Сын пакует вещи в лесной лагерь с ночевкой и дергает меня сборами. Каждый новый вопрос отнимает внимание, которого и без того мало. Сегодня тот самый день, когда эмоции наполняют жизнь вязкой тяжестью, сквозь которую так и плетешься до вечера. Такой день хочется проскочить, а он подростковым бунтарством утяжеляется бесконечностью.
Я стою над кроватью и мои мысли блуждают по завалам штанов, маек и свитеров.
В детстве я завороженно смотрела, как мама укладывала мои вещи в пионерский лагерь. Порядок в чемодане разукрупнялся от неповоротливых свитеров и штанов до «смотри, трусики и носочки вот в этом кармашке».
Иногда в эти сборы подмешивалось бытовое нетерпение, усталость и раздражение, но вещам было все равно: мама шептала им волшебные заклинания и они подставляли мягкие бока и складывались в ровные стопочки.

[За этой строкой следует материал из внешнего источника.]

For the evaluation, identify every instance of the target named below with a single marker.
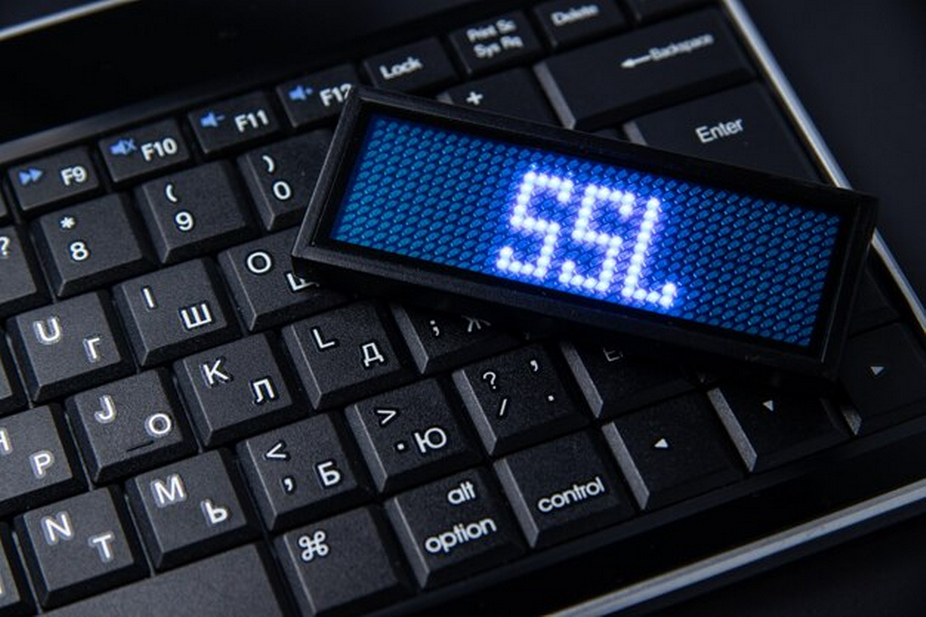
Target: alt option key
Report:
(454, 527)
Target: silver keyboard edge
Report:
(811, 135)
(752, 553)
(780, 543)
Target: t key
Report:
(69, 346)
(517, 399)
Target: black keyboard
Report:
(188, 427)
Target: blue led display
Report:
(563, 223)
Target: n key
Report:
(69, 346)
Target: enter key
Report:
(741, 126)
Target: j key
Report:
(419, 66)
(69, 346)
(495, 43)
(37, 462)
(190, 509)
(173, 312)
(145, 150)
(512, 93)
(356, 547)
(317, 97)
(454, 527)
(91, 245)
(281, 176)
(740, 127)
(884, 373)
(657, 66)
(235, 390)
(80, 546)
(871, 308)
(11, 394)
(568, 22)
(200, 589)
(57, 178)
(648, 10)
(345, 354)
(14, 595)
(562, 489)
(303, 471)
(264, 286)
(22, 286)
(672, 451)
(130, 425)
(517, 399)
(439, 341)
(614, 382)
(194, 211)
(410, 435)
(234, 122)
(770, 428)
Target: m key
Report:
(69, 346)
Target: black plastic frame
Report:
(534, 308)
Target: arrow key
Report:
(672, 451)
(303, 471)
(884, 373)
(770, 428)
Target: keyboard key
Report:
(648, 10)
(14, 595)
(411, 435)
(69, 346)
(193, 212)
(771, 428)
(884, 373)
(672, 451)
(130, 426)
(517, 399)
(236, 390)
(303, 471)
(91, 245)
(495, 43)
(54, 179)
(345, 354)
(357, 546)
(741, 126)
(144, 150)
(211, 587)
(175, 311)
(37, 461)
(189, 509)
(657, 66)
(317, 97)
(562, 489)
(454, 527)
(80, 546)
(614, 382)
(11, 394)
(567, 22)
(22, 286)
(439, 341)
(512, 93)
(234, 122)
(281, 177)
(264, 286)
(419, 66)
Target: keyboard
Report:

Так, что в конце внутри одного чемодана воцарялась тишина, которую способен принести лишь порядок созданный сердцем, а не умом.

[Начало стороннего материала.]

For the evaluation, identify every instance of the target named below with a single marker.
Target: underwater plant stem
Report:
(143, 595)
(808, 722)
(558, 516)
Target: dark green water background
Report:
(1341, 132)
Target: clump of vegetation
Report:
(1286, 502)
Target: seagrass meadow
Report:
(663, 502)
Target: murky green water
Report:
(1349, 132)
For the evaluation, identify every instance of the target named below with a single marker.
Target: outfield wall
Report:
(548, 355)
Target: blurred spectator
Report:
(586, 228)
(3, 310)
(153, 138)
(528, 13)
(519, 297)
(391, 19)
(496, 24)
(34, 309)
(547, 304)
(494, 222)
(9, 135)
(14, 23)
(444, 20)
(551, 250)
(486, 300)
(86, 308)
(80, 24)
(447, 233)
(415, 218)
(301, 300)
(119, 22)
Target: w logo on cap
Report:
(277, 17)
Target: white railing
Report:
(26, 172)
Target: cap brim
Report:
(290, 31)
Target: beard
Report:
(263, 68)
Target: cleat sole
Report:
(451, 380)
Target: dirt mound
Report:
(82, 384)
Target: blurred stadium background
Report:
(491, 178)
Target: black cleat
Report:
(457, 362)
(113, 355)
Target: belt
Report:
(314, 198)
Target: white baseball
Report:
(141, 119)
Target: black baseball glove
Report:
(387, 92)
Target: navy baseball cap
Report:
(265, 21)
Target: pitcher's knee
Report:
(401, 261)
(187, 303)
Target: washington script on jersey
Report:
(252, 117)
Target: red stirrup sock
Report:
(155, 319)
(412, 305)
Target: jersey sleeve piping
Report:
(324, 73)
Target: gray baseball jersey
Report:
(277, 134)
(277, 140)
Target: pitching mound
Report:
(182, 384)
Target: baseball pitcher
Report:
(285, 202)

Когда мы с мужем впервые без детей собирались за границу, я в растерянности стояла над чемоданом — как можно понять, что брать? Будет холодно? Или жарко? Сколько нужно пар обуви? А что если…? В детстве мама всегда подшучивала над этим: «А что если…, а у меня все с собой».

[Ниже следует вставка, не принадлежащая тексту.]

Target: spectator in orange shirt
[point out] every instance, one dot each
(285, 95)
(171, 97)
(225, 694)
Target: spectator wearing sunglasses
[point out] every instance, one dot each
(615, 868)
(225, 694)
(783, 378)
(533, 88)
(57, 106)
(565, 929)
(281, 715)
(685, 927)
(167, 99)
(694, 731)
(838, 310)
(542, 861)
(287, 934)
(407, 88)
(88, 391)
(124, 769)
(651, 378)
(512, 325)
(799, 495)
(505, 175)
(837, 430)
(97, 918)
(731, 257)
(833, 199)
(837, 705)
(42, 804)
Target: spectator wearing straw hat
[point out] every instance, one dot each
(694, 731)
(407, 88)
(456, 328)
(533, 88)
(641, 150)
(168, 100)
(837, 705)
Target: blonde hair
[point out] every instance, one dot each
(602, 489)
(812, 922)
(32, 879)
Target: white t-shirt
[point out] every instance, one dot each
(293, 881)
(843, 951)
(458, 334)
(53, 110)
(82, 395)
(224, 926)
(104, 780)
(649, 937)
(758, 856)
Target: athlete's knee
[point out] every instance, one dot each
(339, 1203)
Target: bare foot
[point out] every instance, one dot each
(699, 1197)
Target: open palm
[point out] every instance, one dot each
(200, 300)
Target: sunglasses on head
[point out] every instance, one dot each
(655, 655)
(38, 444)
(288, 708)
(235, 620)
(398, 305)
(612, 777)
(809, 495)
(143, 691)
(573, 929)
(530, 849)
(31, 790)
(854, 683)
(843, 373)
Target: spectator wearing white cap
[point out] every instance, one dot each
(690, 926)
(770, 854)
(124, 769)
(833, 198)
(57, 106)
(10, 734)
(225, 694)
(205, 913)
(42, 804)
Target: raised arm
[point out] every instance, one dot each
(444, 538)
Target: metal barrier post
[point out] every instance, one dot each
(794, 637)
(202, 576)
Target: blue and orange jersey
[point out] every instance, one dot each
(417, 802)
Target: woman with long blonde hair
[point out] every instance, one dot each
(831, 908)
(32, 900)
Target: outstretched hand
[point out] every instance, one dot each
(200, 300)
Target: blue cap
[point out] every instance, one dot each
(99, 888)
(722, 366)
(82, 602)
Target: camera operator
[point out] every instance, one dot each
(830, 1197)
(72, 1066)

— Лерка, да ты что! Сейчас мы все сложим. Тааак, что у тебя тут…
Она присаживалась рядом с чемоданом, как с больным-ипохондриком, который потерял веру в себя. Пристально глядела на него и уже знала: «Это не бери, на кой оно тебе там! Максимум купишь». И ипохондрик розовел и уже с аппетитом интересовался жизнью вокруг.
Сколько лет-то было моей растерянности от вида чемодана? Тридцать пять, шесть? Многова-то уже, пора бы…
Этот голос, который всегда держит наготове список того, что «в твоем возрасте уже пора…», знает все, кроме одного — радости поддержки.
— Так что, мама? Что мне взять с собой? Штаны и майку? И все? А кофту надо брать?
Я киваю — и кофту надо брать.
— Ага, ну мы с тобой вечером проверим еще, хорошо?
«Что же ты, так и будешь всю жизнь за него чемодан собирать?» — усмехается всезнающий.
Или да, или нет. Я знаю только, что я всю жизнь буду его мамой. Чтобы это для него не значило.